Assassinato de Daniella Perez
Em 28 de dezembro de 1992, se envolveu no assassinato da atriz Daniella Perez, junto à sua então-esposa Paula Nogueira Thomaz (atual Paula Nogueira Peixoto), que na época tinha muito ciúme de Daniella. Eles emboscaram a atriz em frente a um posto de gasolina, situação vista e confirmada por dois frentistas. Guilherme não somente deu-lhe um violento soco, como também espancou a atriz, colocou-a no carro de Paula, seguindo direção ao Escort da atriz. Depois, ambos, após terem-na apunhalado 18 vezes com um punhal, atiraram o corpo da atriz em um matagal da Barra da Tijuca. O crime teria sido motivado por inveja, cobiça e vingança, já que segundo a acusação, Guilherme assediava Daniella em busca de uma maior participação de seu personagem na novela, e sem obter êxito em suas investidas, acreditou que, ao deixar de aparecer em dois capítulos da novela na semana do crime, Daniella teria contado sobre suas perseguições a sua mãe, como forma de prejudicá-lo.

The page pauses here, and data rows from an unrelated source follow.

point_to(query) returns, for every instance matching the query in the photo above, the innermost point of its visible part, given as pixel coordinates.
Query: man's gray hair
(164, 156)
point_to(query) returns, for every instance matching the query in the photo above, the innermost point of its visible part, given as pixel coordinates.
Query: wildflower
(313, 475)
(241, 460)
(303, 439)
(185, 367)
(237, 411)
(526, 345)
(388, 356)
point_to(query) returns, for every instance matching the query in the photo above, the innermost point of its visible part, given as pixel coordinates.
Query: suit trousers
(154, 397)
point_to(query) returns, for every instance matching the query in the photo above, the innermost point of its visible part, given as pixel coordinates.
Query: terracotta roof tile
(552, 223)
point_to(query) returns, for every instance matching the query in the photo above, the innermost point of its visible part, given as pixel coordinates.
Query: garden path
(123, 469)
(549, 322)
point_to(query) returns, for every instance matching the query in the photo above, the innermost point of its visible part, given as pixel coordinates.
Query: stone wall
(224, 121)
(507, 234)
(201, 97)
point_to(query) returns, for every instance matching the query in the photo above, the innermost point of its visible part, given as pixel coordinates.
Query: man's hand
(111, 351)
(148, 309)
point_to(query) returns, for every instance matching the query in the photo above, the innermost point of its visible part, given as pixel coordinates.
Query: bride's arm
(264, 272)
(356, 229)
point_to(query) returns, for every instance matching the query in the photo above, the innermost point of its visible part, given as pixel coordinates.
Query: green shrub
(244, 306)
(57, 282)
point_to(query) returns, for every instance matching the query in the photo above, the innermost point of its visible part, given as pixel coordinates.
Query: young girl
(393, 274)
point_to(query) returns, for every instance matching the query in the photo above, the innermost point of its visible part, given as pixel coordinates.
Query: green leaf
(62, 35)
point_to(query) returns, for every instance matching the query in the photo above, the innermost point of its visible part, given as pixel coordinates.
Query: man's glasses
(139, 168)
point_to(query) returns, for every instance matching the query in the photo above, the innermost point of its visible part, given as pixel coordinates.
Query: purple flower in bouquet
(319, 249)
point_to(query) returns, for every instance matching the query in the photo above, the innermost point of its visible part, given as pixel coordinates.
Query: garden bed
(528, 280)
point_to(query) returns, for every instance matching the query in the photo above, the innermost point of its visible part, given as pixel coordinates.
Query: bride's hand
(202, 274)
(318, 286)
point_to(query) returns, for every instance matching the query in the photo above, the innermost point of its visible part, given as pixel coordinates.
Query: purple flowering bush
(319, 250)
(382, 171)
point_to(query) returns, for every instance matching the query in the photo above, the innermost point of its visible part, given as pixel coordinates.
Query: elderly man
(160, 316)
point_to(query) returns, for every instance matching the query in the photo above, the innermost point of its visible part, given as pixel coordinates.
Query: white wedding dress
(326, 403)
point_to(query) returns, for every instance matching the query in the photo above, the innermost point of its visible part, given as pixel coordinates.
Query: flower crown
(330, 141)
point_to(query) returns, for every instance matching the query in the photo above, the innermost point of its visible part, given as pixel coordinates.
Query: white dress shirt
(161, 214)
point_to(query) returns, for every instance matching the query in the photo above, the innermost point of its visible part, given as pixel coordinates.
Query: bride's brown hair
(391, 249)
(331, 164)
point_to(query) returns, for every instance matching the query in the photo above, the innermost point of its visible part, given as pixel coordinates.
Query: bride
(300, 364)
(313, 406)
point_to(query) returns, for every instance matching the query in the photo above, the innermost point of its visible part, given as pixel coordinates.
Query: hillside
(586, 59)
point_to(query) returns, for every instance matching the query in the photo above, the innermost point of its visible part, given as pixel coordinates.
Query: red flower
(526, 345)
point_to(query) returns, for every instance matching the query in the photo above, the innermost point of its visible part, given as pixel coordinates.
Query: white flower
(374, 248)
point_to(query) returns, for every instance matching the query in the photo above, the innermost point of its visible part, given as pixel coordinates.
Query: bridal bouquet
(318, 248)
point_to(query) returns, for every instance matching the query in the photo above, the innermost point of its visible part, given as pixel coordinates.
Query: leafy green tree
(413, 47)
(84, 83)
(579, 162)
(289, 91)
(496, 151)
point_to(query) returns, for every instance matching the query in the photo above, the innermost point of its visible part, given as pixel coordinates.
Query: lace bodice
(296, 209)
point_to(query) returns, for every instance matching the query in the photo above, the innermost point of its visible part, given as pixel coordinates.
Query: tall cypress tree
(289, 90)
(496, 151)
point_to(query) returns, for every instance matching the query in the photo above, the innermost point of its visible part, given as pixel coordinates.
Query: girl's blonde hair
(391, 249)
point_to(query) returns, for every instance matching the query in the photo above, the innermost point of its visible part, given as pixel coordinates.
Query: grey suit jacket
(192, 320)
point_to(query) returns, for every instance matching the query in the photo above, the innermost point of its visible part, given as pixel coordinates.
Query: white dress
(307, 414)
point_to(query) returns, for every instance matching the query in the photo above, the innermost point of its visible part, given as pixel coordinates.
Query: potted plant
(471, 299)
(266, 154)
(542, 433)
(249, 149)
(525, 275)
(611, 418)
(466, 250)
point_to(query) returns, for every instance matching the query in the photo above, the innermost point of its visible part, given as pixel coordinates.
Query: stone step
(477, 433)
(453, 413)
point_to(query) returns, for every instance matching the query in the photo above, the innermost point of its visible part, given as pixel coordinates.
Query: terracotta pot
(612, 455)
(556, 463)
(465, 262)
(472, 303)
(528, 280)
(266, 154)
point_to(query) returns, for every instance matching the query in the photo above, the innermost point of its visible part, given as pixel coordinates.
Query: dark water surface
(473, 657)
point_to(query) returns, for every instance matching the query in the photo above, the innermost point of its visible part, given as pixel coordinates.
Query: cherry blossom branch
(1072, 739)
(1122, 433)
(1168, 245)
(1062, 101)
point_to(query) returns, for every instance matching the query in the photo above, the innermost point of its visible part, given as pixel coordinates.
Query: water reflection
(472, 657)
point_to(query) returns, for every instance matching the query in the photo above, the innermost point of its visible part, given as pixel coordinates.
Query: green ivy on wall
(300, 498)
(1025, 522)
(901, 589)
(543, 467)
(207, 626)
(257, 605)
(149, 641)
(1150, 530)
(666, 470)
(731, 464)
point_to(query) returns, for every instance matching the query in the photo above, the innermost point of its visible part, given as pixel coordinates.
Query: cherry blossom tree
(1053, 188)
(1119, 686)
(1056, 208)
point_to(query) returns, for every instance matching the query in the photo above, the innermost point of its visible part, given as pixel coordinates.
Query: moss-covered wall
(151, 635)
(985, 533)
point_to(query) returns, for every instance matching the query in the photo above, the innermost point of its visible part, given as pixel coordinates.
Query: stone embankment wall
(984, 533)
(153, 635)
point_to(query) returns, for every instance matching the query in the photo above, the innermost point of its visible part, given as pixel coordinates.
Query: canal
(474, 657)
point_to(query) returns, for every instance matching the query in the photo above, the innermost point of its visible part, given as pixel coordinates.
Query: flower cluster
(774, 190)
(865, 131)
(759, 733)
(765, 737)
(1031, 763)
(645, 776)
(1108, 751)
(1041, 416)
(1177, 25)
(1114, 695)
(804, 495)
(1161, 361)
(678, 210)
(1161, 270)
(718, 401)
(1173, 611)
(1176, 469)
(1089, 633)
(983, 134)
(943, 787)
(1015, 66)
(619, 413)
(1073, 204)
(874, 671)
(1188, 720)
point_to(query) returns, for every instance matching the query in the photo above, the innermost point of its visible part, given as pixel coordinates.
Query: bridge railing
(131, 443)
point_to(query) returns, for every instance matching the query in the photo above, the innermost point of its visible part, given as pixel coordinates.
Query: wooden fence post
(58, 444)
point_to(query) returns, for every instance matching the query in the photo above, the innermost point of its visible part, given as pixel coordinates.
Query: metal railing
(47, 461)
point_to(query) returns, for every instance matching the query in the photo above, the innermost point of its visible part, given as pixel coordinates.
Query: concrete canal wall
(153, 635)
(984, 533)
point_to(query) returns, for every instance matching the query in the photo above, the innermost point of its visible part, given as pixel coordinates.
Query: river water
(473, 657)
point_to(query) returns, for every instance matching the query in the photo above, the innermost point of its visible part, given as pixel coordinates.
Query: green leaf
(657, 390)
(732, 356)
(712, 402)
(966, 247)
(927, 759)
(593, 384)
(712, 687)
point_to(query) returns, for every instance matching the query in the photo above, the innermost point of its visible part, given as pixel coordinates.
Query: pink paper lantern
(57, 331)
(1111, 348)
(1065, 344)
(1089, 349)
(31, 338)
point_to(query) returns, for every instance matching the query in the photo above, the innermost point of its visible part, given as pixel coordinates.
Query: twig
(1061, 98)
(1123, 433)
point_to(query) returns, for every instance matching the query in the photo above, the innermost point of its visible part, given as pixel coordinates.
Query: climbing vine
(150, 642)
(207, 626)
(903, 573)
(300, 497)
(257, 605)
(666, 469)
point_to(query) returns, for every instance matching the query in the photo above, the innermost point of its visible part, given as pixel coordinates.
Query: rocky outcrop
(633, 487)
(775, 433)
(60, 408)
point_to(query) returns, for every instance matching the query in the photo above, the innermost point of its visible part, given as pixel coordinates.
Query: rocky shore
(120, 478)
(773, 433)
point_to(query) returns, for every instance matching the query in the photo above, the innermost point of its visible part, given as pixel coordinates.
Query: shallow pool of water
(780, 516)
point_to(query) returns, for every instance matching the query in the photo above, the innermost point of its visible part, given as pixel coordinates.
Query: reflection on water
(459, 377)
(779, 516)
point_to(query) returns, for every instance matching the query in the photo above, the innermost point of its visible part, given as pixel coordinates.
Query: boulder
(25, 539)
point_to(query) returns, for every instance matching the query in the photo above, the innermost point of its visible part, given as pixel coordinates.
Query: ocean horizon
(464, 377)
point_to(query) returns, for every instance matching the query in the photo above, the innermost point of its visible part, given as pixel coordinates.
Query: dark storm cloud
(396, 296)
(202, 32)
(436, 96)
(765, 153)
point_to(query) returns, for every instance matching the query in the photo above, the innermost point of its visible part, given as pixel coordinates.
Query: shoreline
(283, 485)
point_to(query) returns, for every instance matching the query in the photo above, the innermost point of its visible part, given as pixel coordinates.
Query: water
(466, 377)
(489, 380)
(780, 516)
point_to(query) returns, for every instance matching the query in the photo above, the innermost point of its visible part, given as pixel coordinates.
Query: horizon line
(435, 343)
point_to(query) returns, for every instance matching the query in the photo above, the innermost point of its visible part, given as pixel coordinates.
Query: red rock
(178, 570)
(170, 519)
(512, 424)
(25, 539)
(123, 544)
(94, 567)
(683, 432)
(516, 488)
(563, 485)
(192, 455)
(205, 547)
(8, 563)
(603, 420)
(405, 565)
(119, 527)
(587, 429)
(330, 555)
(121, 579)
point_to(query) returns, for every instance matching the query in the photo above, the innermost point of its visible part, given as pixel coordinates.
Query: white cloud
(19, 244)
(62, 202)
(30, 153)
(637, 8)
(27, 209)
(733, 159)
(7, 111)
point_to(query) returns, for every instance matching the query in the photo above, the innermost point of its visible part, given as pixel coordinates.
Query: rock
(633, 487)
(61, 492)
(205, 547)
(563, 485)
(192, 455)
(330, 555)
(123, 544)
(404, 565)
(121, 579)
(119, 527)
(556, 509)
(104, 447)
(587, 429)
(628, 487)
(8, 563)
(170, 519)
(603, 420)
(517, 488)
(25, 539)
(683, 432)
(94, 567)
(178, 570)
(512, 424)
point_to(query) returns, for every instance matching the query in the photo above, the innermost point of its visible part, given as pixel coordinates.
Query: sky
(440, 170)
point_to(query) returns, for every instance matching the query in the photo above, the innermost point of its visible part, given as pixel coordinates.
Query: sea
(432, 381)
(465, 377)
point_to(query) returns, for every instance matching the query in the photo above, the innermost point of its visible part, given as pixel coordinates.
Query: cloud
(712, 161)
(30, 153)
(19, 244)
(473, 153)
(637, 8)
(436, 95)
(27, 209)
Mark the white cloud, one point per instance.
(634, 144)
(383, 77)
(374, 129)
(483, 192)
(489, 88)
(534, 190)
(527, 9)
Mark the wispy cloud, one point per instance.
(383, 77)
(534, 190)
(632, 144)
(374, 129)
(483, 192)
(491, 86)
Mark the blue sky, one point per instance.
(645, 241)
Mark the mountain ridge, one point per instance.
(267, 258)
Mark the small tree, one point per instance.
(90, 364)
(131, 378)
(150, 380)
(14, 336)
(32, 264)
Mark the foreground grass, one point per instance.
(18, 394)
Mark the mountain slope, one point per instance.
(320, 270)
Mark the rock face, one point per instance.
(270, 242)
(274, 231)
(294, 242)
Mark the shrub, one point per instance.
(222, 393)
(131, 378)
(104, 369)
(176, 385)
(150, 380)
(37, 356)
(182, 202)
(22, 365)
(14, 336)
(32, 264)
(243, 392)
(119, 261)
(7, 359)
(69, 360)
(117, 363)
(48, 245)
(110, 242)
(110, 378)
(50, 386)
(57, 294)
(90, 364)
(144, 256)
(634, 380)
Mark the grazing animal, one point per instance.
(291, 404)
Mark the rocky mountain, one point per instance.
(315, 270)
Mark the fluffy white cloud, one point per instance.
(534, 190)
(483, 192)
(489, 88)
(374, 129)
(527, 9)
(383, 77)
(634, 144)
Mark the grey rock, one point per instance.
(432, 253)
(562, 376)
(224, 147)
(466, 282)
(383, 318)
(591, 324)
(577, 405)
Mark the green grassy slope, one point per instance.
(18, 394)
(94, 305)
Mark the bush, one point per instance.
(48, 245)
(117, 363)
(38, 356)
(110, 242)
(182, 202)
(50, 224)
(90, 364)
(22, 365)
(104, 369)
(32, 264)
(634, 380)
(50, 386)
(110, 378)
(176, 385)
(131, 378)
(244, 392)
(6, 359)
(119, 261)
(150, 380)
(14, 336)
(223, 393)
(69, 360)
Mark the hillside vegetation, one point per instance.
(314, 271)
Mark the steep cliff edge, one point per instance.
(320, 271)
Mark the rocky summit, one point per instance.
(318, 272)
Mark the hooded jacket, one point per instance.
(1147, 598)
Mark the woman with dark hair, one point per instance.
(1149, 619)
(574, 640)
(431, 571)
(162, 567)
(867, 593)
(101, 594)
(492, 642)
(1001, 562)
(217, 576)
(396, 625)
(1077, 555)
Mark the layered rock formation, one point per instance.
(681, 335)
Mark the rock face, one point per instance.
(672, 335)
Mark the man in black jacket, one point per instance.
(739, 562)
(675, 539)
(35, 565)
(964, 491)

Em 1995, Pádua escreveu o livro “A História que o Brasil desconhece”, enquanto estava na cadeia e pretendia lançá-lo durante a Bienal do Livro do Rio daquele ano, mas uma liminar conseguida por Glória Perez suspendeu o lançamento[3].
Em 25 de janeiro de 1997, Guilherme e Paula foram condenados por homicídio qualificado, com motivo torpe, a 19 anos e 6 meses de cadeia[4]. Cumpriu somente 6 anos e 9 meses.
É mencionado em um capítulo do livro da psiquiatra Ana Beatriz Barbosa, “Mentes Perigosas: o psicopata mora ao lado”.